The European Commission stresses the need for all stakeholders to undertake two different approaches in readiness for the UK's withdrawal: preparedness measures and contingency planning.
Preparedness measures for the UK's withdrawal
So-called preparedness measures are those that will have to be taken as a consequence of the UK's withdrawal from the EU, regardless of whether a withdrawal agreement is in place by 30 March 2019.
For example, for enterprises that operate on the basis of authorisations or certificates issued by the UK, preparedness measures would include applying for authorisations and certificates in an EU27 member state to ensure continued access to the EU's single market.
Contingency planning for a "no deal" Brexit
Contingency planning consists of envisaging the measures necessary to mitigate the effects of the UK withdrawing from the EU without a withdrawal agreement in place and therefore no transition period.
The Commission states that it is "devoting very significant resources and committing great efforts to achieve an agreement...which remains [its] goal". Nevertheless, it notes that the outcome of negotiations cannot be predicted and contingency planning should be undertaken with regards to the worst case scenario. Much of the contingency planning will fall under the remit of individual member states.
Who should prepare? Everyone...
The Communication states:
"Although the withdrawal of the United Kingdom may appear to be playing out at a high and rather abstract level between the United Kingdom and European Union, its consequences will be very real for citizens, professionals and business operators"
Different stakeholders will take responsibility for different actions:
- Member states will need to take responsibility for legislative and logistical changes
- Businesses and professionals will need to take responsibility for their individual situation
- Industry associations will need to relay information to their members
- Embassies and consulates will need to adopt a similar role in informing citizens
The Communication stresses that Brexit will have significant implications for the EU as a whole but individual member states will also be affected. The extent of this will depend on their vicinity to and economic integration with the UK. Example sticking points could include shared infrastructure or the control of the movement of goods and people. In preparation, several member states have set up dedicated webpages to assist stakeholders - for an example, see Ireland's view on preparing for Brexit.
The role of the EU
The Commission has identified several areas where preparation for Brexit lies within its own remit.

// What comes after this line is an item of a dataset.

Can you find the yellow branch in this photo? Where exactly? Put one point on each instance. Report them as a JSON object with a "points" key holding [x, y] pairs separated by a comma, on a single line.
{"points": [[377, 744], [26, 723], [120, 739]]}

On legislative changes and other instruments, a comprehensive review of EU law will be required to identify the action necessary in various sectors and policy areas to ensure that EU law continues to function appropriately in the EU27 member states after the UK's withdrawal. For example, in the area of motor vehicles, there could be a regulation allow holders of UK approvals to apply for new and equivalent approvals from an EU27 member state.

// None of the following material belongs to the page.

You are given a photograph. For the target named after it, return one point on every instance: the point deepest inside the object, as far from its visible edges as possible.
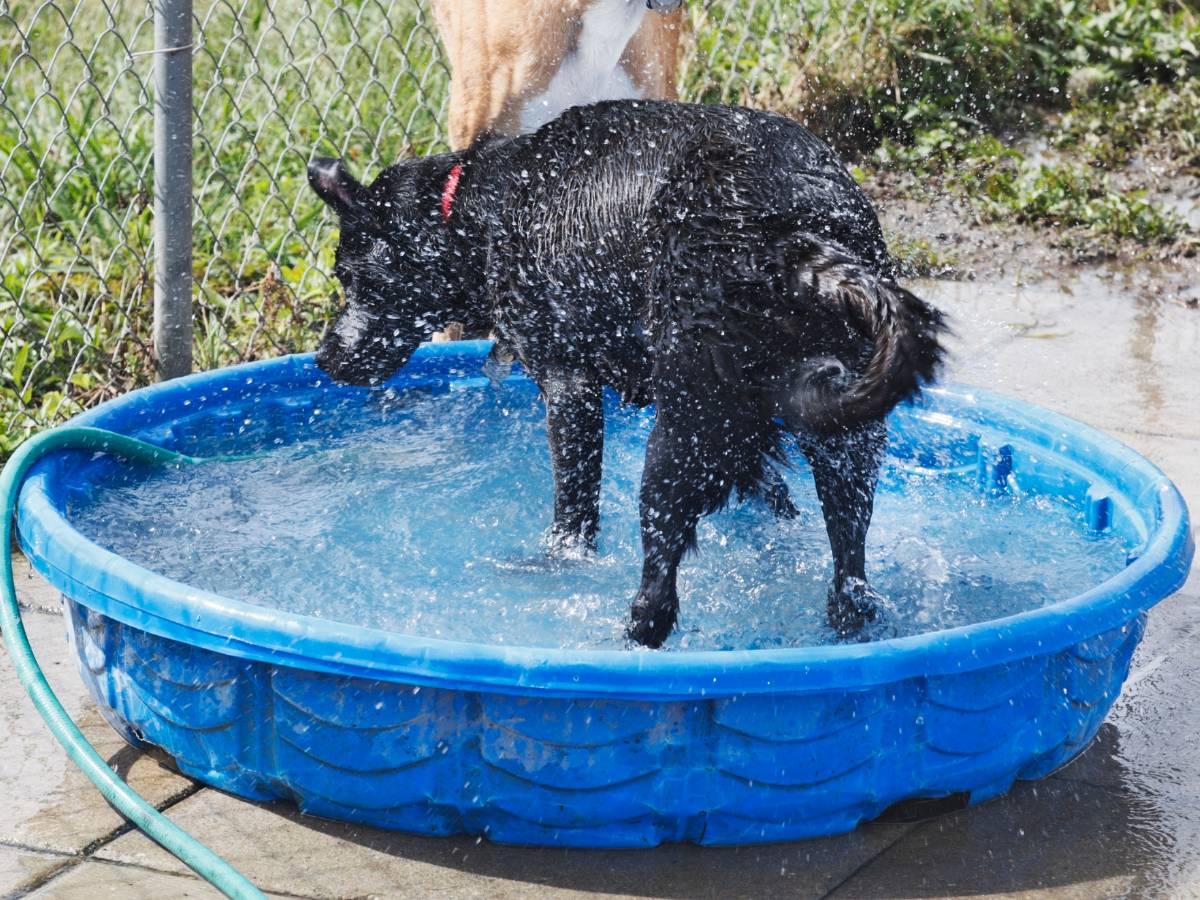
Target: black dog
(717, 262)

On the relocation process for EU agencies and bodies, EU bodies and agencies that are based in the UK will have to be relocated to an EU27 member state. Where the UK has responsibility for certain tasks, such as the EU Reference Laboratories for certain animal diseases and food safety, these will also need relocation or reassignment.
On other work streams, the EU will need to inform international partners with whom it has bilateral relationships regarding the UK's withdrawal.
In concluding the Communication, the Commission states:
"Preparing for the withdrawal of the United Kingdom from the European Union in whatever scenario it may take place, is a matter for everyone...it is therefore important to take the necessary action in time and that everyone take the necessary steps to be ready and to minimise the negative impact that the withdrawal will have".